In line with decisions taken at our 14th Congress and in the context of the dire threat to our hard-won democratic dispensation, the SACP is setting itself the task of deepening our active role in helping to build two inter-related but distinct broad fronts:
1. The widest patriotic front against state capture and in defence of our democratic constitution and national sovereignty. The SACP-convened national imbizo in April, involving a very wide representation, including a delegation from Business Unity South Africa, ANC stalwarts and veterans, the MK National Council, the trade union movement, faith based formations, and many social movements is one example of several initiatives in this direction.
2. At the same time there is a need for a more strategic popular front of working class and progressive formations to make the connection between the struggle against state capture and a progressive socio-economic platform based on radical socio-economic transformation. Already there are many positive initiatives occurring in this direction, and it is also in this regard that the CC has committed the SACP to support COSATU’s Section 77 application for a day of massive working class mobilisation against state capture and corruption.
While the widest, multi-class mobilisation against state capture is to be encouraged, it is also important that this mobilisation is not dominated entirely by middle-class or even capitalist interests. One of the lessons we can learn from Brazil or Venezuela is that where progressive and left-wing forces are absent from anti-corruption mobilization, right-wing regime change agendas, often actively promoted by external forces, will take hold.
The CC developed the beginnings of a road map to implement the many key resolutions, including socio-economic resolutions taken at our 14th Congress. These include campaigning for a wealth tax, a land tax on absentee landlords and on large-scale agricultural enterprises to fund land reform focused on small farmer development, prescribed assets, tighter control of monetary flows, a rejection of the Mining Charter’s proposed 1 percent free carry of turnover to private black entrepreneurs rather than using a resource rent tax to fund a sovereign national wealth fund, and the development of a thriving co-operative sector resourced through local co-operative banking.
The CC welcomed the decision of the Appeal Court to reject Janusz Walus’s early release, as well as the guilty judgment against the two racists involved in the notorious coffin case. The CC saluted the persistence with which the Ahmed Timol family has pursued the re-opening of an inquest into the murder of this young communist cadre by the Security Police in 1971. This serves as an important reminder that the TRC found that there were over 400 other cases that should be re-opened, but which have still not been taken forward. The SACP repeats the call for a new inquest into the circumstances surrounding Cde Chris Hani’s assassination.
The CC expressed disappointment at the Department of International Relations’ handling of the Grace Mugabe assault against a young South African woman.

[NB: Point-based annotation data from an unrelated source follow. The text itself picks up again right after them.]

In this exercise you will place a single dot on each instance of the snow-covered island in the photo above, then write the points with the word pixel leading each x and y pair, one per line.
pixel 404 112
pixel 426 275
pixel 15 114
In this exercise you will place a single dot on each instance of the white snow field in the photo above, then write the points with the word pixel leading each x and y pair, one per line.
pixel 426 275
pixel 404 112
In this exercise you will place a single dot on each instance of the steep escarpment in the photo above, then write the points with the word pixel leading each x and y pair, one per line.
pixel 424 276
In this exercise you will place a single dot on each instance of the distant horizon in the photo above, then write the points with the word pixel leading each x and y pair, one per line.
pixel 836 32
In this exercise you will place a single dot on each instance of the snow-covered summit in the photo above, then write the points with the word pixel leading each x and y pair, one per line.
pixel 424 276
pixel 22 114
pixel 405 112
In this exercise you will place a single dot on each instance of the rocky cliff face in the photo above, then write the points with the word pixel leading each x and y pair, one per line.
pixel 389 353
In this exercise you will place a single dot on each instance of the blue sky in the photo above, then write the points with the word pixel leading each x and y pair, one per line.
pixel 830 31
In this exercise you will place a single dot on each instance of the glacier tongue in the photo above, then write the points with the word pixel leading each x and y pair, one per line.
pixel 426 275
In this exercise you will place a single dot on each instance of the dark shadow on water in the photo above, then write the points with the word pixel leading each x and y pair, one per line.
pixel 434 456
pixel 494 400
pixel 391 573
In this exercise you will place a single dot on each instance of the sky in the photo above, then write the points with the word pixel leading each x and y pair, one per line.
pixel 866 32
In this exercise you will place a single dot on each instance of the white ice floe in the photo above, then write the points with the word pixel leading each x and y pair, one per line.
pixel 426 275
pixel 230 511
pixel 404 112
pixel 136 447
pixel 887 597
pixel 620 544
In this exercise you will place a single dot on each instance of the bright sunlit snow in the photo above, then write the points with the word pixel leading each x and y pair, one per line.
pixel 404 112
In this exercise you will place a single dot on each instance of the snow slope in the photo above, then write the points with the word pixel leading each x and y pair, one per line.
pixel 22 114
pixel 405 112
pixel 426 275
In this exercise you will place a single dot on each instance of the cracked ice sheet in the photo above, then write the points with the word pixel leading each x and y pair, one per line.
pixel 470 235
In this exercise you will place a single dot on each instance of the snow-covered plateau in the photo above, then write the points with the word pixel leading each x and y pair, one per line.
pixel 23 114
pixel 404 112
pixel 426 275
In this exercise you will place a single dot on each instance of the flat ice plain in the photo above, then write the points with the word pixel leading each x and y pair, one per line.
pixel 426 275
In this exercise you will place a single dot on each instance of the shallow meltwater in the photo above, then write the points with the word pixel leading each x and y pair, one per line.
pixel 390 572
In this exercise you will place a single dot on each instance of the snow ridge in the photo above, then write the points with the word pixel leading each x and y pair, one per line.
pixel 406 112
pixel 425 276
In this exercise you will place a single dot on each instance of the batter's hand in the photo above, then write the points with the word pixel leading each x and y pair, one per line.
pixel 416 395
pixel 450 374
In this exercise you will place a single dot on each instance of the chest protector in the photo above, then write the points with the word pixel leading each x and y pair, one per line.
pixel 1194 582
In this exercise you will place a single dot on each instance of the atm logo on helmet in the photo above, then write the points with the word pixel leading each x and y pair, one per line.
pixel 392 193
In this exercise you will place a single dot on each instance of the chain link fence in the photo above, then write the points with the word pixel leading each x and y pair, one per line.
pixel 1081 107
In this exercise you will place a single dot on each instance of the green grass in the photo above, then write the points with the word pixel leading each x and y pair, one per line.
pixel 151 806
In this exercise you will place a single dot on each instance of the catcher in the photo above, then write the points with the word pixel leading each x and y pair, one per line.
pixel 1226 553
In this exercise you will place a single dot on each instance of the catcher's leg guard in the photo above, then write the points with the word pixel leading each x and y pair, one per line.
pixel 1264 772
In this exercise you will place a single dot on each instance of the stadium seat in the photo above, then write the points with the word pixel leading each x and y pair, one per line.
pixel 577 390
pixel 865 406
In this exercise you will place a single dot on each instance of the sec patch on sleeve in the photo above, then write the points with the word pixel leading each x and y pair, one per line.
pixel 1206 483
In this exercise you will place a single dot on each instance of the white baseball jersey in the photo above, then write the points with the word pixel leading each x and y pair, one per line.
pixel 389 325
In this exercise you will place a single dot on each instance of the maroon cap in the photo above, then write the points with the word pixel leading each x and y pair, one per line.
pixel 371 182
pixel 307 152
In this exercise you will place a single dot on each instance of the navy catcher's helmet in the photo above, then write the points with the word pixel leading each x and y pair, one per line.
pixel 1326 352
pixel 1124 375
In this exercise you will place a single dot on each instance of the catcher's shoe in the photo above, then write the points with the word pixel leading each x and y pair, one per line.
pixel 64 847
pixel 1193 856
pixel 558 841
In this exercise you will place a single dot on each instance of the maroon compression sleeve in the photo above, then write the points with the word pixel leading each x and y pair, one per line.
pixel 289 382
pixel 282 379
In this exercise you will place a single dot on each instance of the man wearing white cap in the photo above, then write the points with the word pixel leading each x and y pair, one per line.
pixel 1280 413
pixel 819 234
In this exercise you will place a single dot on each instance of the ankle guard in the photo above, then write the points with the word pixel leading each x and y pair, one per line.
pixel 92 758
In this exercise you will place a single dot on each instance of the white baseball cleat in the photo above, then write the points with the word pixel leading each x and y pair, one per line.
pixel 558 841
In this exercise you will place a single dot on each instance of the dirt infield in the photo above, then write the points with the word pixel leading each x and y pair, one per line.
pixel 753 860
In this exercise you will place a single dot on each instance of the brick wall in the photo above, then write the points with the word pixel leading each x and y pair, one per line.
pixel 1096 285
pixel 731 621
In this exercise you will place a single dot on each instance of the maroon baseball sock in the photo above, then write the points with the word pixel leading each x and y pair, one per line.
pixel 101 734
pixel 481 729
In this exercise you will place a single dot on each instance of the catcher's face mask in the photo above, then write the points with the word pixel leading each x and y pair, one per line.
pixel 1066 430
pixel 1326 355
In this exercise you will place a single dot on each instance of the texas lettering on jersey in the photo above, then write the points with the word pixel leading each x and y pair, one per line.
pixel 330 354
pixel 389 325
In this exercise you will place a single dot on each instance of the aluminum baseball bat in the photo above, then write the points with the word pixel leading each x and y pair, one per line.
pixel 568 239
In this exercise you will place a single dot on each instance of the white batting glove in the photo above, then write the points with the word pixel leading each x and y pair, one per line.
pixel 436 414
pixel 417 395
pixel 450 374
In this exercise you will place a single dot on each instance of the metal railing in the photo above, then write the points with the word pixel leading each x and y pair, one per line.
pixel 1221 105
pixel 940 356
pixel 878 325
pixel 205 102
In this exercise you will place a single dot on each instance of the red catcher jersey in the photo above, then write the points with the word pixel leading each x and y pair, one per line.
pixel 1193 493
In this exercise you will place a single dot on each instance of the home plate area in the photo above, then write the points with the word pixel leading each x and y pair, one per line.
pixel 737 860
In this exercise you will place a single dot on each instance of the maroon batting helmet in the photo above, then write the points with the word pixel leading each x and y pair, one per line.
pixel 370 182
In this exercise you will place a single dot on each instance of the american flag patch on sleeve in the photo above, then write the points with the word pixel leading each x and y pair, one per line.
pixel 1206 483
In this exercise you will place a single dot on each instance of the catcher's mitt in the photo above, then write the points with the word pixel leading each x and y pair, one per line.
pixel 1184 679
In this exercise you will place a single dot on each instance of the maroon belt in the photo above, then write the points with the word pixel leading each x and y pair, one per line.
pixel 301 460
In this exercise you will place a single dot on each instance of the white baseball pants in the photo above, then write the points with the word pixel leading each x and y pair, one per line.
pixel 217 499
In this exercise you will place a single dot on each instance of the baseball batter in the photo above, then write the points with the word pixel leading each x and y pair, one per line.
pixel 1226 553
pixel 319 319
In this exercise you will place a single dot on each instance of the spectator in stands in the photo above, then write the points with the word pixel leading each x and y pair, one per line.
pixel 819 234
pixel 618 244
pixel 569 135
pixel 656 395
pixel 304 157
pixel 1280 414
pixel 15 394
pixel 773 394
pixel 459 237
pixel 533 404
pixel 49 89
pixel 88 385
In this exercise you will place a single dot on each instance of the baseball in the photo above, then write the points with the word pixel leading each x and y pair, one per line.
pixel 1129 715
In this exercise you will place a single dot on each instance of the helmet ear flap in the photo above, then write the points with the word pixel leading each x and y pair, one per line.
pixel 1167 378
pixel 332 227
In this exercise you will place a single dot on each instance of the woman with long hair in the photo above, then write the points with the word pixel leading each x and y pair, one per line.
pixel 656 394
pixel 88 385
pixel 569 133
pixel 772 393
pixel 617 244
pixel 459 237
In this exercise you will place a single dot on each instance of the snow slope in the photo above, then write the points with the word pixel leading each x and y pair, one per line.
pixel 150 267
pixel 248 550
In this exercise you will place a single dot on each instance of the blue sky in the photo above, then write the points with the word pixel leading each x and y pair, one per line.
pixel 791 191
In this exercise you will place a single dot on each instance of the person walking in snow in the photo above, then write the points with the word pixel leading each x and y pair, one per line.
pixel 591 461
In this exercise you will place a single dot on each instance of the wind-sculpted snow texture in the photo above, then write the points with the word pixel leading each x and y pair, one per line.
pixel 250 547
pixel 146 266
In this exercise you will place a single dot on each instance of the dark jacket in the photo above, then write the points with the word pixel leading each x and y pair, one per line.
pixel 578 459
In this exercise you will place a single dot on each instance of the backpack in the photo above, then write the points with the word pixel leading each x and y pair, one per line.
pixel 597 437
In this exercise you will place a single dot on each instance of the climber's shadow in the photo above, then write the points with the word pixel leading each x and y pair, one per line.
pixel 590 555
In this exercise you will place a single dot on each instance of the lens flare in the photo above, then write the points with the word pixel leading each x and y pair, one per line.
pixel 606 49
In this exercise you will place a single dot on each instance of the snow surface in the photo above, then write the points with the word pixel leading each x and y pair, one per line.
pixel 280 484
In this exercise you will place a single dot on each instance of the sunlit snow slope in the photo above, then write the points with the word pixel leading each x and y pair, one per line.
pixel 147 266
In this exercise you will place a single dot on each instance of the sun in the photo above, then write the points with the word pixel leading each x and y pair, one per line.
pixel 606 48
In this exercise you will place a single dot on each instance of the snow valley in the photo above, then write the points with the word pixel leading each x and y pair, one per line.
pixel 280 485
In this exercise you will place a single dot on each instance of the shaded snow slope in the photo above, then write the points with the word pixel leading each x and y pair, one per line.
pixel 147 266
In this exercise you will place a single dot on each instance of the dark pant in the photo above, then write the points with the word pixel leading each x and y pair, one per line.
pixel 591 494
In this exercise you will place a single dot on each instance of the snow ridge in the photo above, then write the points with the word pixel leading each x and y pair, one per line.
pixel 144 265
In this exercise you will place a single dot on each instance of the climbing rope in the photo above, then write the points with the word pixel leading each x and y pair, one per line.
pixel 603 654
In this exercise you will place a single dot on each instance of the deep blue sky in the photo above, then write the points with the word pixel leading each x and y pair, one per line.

The CC congratulated the International Affairs Portfolio Committee in Parliament for refusing to meet a delegation from the Israeli Knesset.
Members of the 14th Congress CC Political bureau are:
Blade Nzimande, Senzeni Zokwana, Joyce Moloi-Moropa, Solly Mapaila, Chris Matlhako, Thulas Nxesi, Jeremy Cronin, Yunus Carrim, Shiela Barsel, Madala Masuku, Frans Baleni, Fikile Majola, Bulelwa Thunyiswa, Jenny Schreiner, Reneva Fourie, Grace Pampiri and Ben Martins.